J'ai regardé depuis l'ombre, mon cœur une pierre froide et lourde dans ma poitrine. Il ne m'avait jamais acheté ne serait-ce qu'un bouquet de fleurs. Il avait qualifié mon désir d'un simple dîner d'anniversaire de « frivole ». Mais pour elle, il brûlerait trois cents millions d'euros sans une seconde pensée.
Ce n'était pas qu'il ne savait pas être romantique. C'était qu'il ne voulait pas être romantique avec moi.
Le dernier morceau de mon illusion s'est effondré en poussière.
J'ai pris une profonde inspiration, les papiers du divorce serrés dans ma main comme un bouclier. Je suis sortie de l'ombre et me suis approchée d'eux.
« Damien. »
Il s'est retourné, ses yeux se transformant instantanément en glace quand il m'a vue. Il a instinctivement tiré Bella derrière lui, un geste protecteur qui a envoyé une nouvelle vague de douleur à travers moi.
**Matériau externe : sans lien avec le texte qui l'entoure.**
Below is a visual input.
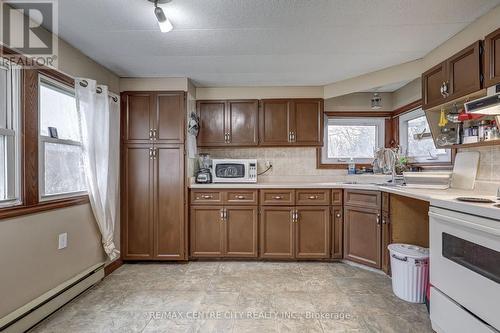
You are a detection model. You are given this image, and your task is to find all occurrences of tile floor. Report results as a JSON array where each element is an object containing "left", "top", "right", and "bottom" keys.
[{"left": 32, "top": 262, "right": 432, "bottom": 333}]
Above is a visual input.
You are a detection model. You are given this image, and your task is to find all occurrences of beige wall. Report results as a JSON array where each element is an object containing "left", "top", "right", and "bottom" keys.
[
  {"left": 196, "top": 86, "right": 323, "bottom": 99},
  {"left": 325, "top": 92, "right": 394, "bottom": 112},
  {"left": 0, "top": 7, "right": 120, "bottom": 318}
]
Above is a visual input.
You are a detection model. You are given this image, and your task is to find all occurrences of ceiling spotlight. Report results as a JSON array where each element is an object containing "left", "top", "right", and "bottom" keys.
[
  {"left": 371, "top": 93, "right": 382, "bottom": 110},
  {"left": 149, "top": 0, "right": 174, "bottom": 32}
]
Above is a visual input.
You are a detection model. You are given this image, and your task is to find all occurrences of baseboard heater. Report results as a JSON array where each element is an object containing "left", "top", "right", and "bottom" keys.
[{"left": 0, "top": 263, "right": 104, "bottom": 333}]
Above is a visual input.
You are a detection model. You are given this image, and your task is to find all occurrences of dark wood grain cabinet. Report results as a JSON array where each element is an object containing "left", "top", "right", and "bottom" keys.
[
  {"left": 484, "top": 29, "right": 500, "bottom": 87},
  {"left": 422, "top": 41, "right": 483, "bottom": 109},
  {"left": 122, "top": 144, "right": 185, "bottom": 260},
  {"left": 122, "top": 92, "right": 186, "bottom": 143},
  {"left": 259, "top": 99, "right": 323, "bottom": 146},
  {"left": 197, "top": 100, "right": 259, "bottom": 147}
]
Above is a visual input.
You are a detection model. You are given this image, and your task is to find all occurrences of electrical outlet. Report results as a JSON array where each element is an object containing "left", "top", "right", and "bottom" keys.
[{"left": 57, "top": 232, "right": 68, "bottom": 250}]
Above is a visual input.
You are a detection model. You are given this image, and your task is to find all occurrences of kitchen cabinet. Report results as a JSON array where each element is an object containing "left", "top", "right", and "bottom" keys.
[
  {"left": 196, "top": 100, "right": 259, "bottom": 147},
  {"left": 259, "top": 206, "right": 295, "bottom": 259},
  {"left": 122, "top": 92, "right": 186, "bottom": 143},
  {"left": 422, "top": 41, "right": 482, "bottom": 109},
  {"left": 122, "top": 144, "right": 185, "bottom": 260},
  {"left": 331, "top": 206, "right": 344, "bottom": 259},
  {"left": 344, "top": 206, "right": 382, "bottom": 268},
  {"left": 259, "top": 99, "right": 323, "bottom": 146},
  {"left": 484, "top": 29, "right": 500, "bottom": 87}
]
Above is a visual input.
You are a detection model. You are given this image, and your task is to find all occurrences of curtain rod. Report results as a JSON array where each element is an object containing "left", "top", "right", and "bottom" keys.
[{"left": 78, "top": 80, "right": 118, "bottom": 103}]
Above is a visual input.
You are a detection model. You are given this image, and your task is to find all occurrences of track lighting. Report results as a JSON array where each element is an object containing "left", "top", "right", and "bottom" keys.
[{"left": 149, "top": 0, "right": 174, "bottom": 32}]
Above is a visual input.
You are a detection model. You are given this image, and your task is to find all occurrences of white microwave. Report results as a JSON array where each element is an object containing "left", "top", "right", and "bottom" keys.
[{"left": 212, "top": 159, "right": 257, "bottom": 183}]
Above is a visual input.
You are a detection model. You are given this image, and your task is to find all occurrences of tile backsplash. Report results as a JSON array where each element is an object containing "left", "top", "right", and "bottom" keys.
[{"left": 200, "top": 146, "right": 500, "bottom": 181}]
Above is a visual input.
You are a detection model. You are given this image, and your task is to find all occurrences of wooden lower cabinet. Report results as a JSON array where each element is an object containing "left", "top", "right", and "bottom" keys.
[
  {"left": 344, "top": 206, "right": 382, "bottom": 268},
  {"left": 190, "top": 206, "right": 258, "bottom": 258},
  {"left": 332, "top": 206, "right": 344, "bottom": 259},
  {"left": 223, "top": 206, "right": 259, "bottom": 258}
]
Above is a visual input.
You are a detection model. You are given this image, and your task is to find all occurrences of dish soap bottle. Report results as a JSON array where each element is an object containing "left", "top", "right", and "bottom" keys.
[{"left": 347, "top": 157, "right": 356, "bottom": 175}]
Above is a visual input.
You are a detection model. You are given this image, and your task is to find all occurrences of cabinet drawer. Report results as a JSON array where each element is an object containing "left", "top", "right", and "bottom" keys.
[
  {"left": 295, "top": 190, "right": 330, "bottom": 206},
  {"left": 191, "top": 190, "right": 223, "bottom": 205},
  {"left": 260, "top": 190, "right": 295, "bottom": 206},
  {"left": 224, "top": 190, "right": 257, "bottom": 205},
  {"left": 332, "top": 189, "right": 343, "bottom": 205},
  {"left": 344, "top": 190, "right": 382, "bottom": 209}
]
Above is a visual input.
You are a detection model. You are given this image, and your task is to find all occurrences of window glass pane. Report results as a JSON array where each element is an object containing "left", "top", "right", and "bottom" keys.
[
  {"left": 44, "top": 142, "right": 86, "bottom": 195},
  {"left": 408, "top": 116, "right": 446, "bottom": 157},
  {"left": 40, "top": 83, "right": 81, "bottom": 141},
  {"left": 0, "top": 135, "right": 7, "bottom": 200},
  {"left": 328, "top": 125, "right": 377, "bottom": 158}
]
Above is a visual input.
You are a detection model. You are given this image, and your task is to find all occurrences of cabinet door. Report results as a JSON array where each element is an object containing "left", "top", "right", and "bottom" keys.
[
  {"left": 382, "top": 212, "right": 392, "bottom": 274},
  {"left": 189, "top": 206, "right": 224, "bottom": 257},
  {"left": 259, "top": 99, "right": 293, "bottom": 146},
  {"left": 292, "top": 99, "right": 323, "bottom": 146},
  {"left": 121, "top": 145, "right": 153, "bottom": 260},
  {"left": 484, "top": 29, "right": 500, "bottom": 87},
  {"left": 344, "top": 207, "right": 381, "bottom": 268},
  {"left": 153, "top": 145, "right": 185, "bottom": 260},
  {"left": 259, "top": 207, "right": 294, "bottom": 259},
  {"left": 295, "top": 206, "right": 330, "bottom": 259},
  {"left": 332, "top": 206, "right": 344, "bottom": 259},
  {"left": 447, "top": 41, "right": 481, "bottom": 100},
  {"left": 422, "top": 62, "right": 447, "bottom": 109},
  {"left": 196, "top": 101, "right": 227, "bottom": 147},
  {"left": 226, "top": 100, "right": 259, "bottom": 146},
  {"left": 122, "top": 92, "right": 154, "bottom": 143},
  {"left": 224, "top": 206, "right": 258, "bottom": 258},
  {"left": 154, "top": 92, "right": 186, "bottom": 143}
]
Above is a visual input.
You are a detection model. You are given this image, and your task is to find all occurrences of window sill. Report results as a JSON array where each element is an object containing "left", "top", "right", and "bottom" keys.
[{"left": 0, "top": 195, "right": 89, "bottom": 222}]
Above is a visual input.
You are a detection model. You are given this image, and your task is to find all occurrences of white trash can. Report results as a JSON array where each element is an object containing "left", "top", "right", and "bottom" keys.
[{"left": 388, "top": 244, "right": 429, "bottom": 303}]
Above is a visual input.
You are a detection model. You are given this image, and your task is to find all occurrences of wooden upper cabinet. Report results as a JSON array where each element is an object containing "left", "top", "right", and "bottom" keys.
[
  {"left": 293, "top": 99, "right": 323, "bottom": 146},
  {"left": 121, "top": 145, "right": 153, "bottom": 260},
  {"left": 153, "top": 144, "right": 185, "bottom": 260},
  {"left": 154, "top": 92, "right": 186, "bottom": 143},
  {"left": 422, "top": 62, "right": 447, "bottom": 109},
  {"left": 197, "top": 100, "right": 259, "bottom": 147},
  {"left": 446, "top": 41, "right": 481, "bottom": 100},
  {"left": 122, "top": 92, "right": 154, "bottom": 143},
  {"left": 295, "top": 206, "right": 331, "bottom": 259},
  {"left": 259, "top": 99, "right": 294, "bottom": 146},
  {"left": 226, "top": 100, "right": 259, "bottom": 146},
  {"left": 196, "top": 101, "right": 227, "bottom": 147},
  {"left": 484, "top": 29, "right": 500, "bottom": 87},
  {"left": 122, "top": 91, "right": 186, "bottom": 143},
  {"left": 344, "top": 207, "right": 382, "bottom": 269},
  {"left": 422, "top": 41, "right": 482, "bottom": 109}
]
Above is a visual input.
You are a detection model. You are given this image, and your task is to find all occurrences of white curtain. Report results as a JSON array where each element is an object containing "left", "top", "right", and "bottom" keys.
[{"left": 75, "top": 79, "right": 120, "bottom": 260}]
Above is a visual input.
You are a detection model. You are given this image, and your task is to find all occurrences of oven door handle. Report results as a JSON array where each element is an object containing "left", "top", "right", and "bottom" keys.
[{"left": 429, "top": 212, "right": 500, "bottom": 236}]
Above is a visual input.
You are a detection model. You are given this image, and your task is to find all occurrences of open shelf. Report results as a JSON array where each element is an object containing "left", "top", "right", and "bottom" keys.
[{"left": 443, "top": 140, "right": 500, "bottom": 148}]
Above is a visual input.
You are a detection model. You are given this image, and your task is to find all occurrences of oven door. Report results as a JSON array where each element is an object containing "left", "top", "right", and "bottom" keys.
[
  {"left": 213, "top": 162, "right": 248, "bottom": 183},
  {"left": 429, "top": 207, "right": 500, "bottom": 329}
]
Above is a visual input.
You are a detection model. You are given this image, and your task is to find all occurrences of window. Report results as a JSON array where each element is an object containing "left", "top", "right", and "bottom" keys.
[
  {"left": 321, "top": 117, "right": 385, "bottom": 164},
  {"left": 399, "top": 109, "right": 451, "bottom": 163},
  {"left": 39, "top": 76, "right": 86, "bottom": 200},
  {"left": 0, "top": 61, "right": 21, "bottom": 207}
]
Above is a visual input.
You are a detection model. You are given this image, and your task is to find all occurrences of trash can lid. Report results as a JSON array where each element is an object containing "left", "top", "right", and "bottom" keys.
[{"left": 387, "top": 244, "right": 429, "bottom": 259}]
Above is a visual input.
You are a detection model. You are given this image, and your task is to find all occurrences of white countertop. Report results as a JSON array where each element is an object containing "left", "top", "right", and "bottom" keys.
[{"left": 189, "top": 179, "right": 500, "bottom": 220}]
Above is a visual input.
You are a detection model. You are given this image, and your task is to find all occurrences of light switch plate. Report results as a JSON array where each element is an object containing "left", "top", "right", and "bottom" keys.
[{"left": 57, "top": 232, "right": 68, "bottom": 250}]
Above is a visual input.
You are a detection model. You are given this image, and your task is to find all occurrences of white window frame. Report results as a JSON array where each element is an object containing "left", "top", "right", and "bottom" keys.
[
  {"left": 399, "top": 108, "right": 451, "bottom": 164},
  {"left": 38, "top": 75, "right": 88, "bottom": 201},
  {"left": 321, "top": 116, "right": 385, "bottom": 164},
  {"left": 0, "top": 59, "right": 22, "bottom": 207}
]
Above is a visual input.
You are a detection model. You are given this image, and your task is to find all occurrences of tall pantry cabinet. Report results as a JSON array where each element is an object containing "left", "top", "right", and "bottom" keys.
[{"left": 121, "top": 91, "right": 187, "bottom": 260}]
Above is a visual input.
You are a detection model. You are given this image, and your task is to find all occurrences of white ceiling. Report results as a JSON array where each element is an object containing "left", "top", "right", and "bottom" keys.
[{"left": 52, "top": 0, "right": 500, "bottom": 86}]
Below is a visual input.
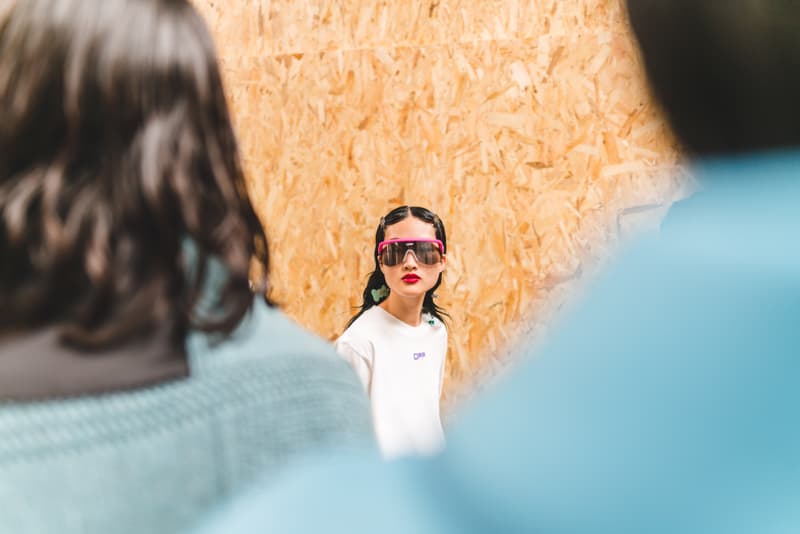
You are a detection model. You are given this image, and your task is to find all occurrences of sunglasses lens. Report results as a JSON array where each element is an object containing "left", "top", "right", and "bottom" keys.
[
  {"left": 381, "top": 243, "right": 406, "bottom": 267},
  {"left": 414, "top": 242, "right": 442, "bottom": 265},
  {"left": 381, "top": 241, "right": 442, "bottom": 267}
]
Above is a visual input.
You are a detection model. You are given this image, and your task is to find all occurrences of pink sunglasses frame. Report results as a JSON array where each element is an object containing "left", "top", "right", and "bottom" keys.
[{"left": 378, "top": 237, "right": 444, "bottom": 256}]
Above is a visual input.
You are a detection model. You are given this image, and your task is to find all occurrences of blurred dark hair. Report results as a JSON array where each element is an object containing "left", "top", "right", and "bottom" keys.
[
  {"left": 345, "top": 206, "right": 450, "bottom": 328},
  {"left": 0, "top": 0, "right": 269, "bottom": 347},
  {"left": 628, "top": 0, "right": 800, "bottom": 155}
]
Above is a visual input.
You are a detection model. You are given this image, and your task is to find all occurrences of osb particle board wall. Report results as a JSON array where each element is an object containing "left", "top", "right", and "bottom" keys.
[{"left": 195, "top": 0, "right": 681, "bottom": 402}]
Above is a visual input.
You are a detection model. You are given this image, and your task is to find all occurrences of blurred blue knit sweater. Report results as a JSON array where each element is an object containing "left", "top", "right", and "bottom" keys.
[
  {"left": 0, "top": 300, "right": 372, "bottom": 534},
  {"left": 195, "top": 154, "right": 800, "bottom": 534}
]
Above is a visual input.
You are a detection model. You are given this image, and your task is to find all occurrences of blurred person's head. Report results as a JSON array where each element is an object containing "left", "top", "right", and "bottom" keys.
[
  {"left": 0, "top": 0, "right": 268, "bottom": 347},
  {"left": 627, "top": 0, "right": 800, "bottom": 156}
]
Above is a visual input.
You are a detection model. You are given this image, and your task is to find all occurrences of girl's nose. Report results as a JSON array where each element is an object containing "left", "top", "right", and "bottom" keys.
[{"left": 403, "top": 249, "right": 417, "bottom": 269}]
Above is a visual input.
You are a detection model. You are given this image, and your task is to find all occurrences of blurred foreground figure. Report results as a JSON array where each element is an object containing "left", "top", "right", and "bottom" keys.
[
  {"left": 0, "top": 0, "right": 371, "bottom": 534},
  {"left": 192, "top": 0, "right": 800, "bottom": 534}
]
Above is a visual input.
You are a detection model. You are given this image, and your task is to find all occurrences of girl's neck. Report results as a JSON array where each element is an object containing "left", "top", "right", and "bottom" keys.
[{"left": 378, "top": 293, "right": 425, "bottom": 326}]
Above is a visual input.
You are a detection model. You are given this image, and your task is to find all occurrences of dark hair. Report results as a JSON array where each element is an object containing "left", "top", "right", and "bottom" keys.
[
  {"left": 345, "top": 206, "right": 450, "bottom": 328},
  {"left": 0, "top": 0, "right": 269, "bottom": 347},
  {"left": 628, "top": 0, "right": 800, "bottom": 155}
]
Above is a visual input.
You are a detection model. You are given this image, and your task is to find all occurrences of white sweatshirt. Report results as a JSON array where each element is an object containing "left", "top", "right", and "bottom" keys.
[{"left": 336, "top": 306, "right": 447, "bottom": 457}]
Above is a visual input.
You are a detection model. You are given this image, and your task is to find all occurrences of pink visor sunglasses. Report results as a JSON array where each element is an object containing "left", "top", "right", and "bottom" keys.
[{"left": 378, "top": 238, "right": 444, "bottom": 267}]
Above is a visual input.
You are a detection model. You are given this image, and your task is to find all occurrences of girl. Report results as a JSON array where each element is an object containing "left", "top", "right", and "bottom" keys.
[{"left": 336, "top": 206, "right": 447, "bottom": 457}]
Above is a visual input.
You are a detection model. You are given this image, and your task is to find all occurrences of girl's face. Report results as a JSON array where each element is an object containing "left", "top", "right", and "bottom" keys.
[{"left": 378, "top": 215, "right": 447, "bottom": 299}]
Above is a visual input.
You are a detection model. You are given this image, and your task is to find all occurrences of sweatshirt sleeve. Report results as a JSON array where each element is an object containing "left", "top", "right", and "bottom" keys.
[{"left": 336, "top": 338, "right": 372, "bottom": 395}]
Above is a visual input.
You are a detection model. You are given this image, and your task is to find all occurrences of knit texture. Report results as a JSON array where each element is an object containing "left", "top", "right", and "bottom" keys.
[{"left": 0, "top": 302, "right": 372, "bottom": 534}]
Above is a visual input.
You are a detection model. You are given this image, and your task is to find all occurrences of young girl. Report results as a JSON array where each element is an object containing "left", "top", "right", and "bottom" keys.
[{"left": 336, "top": 206, "right": 447, "bottom": 457}]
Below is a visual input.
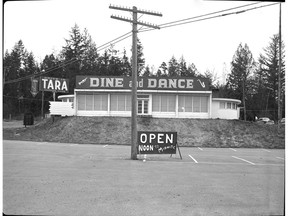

« Qu'est-ce que tu fais ici ? » a-t-il demandé, sa voix acérée d'agacement.
Mon propre mari, protégeant sa maîtresse de moi. L'absurdité de la situation était presque risible.
« J'ai besoin que tu signes ça, » ai-je dit en tendant les papiers. Ma main tremblait, mais ma voix était étonnamment ferme.
Il a jeté un coup d'œil dédaigneux au dossier. « Je suis occupé. Donne-les à mon assistant demain. »
« Non, » ai-je dit, ma voix s'élevant légèrement. « Je veux que ce soit fini. Maintenant. »
Je devais être libre de lui. Je ne pouvais pas passer une seconde de plus en tant que sa femme. Pas après ça.
« Je veux divorcer, Damien, » ai-je dit, les mots ayant un goût de liberté et de cendre. « Laisse-moi partir. »
Il m'a regardée comme si j'étais une étrangère qui venait de parler une langue inconnue. Il n'a même pas semblé enregistrer mes mots. Son attention était entièrement tournée vers Bella, qui commençait à s'impatienter.
« Damien, qui est-ce ? Elle me fait peur, » a gémi Bella en tirant sur son bras.
Avant que Damien ne puisse répondre, Bella m'a arraché le dossier des mains. « Qu'est-ce que c'est ? Elle essaie de te soutirer de l'argent ? Damien a dit que tu pouvais avoir tout ce que tu veux, juste le laisser tranquille ! »
Elle a ouvert le dossier, ses yeux parcourant le jargon juridique.
« Damien, chéri, ce ne sont que des papiers ennuyeux, » a-t-elle dit avec dédain. « Tu es occupé. Tu m'as dit que je pouvais tout gérer pour toi, non ? Je vais signer. »
Mon cœur s'est arrêté. Damien lui avait donné une procuration. Le symbole ultime de la confiance. Un pouvoir qu'il n'avait jamais, jamais envisagé de me donner, à moi, sa femme.
Avant que je puisse traiter la nouvelle vague d'agonie, Bella a sorti un petit objet orné de son sac à main. C'était le sceau personnel de Damien, son cachet de signature, fait sur mesure à partir d'un morceau de jade rare. Il était aussi juridiquement contraignant que sa signature.
Avec une fioriture, elle a pressé le sceau sur la ligne de signature de l'accord de divorce.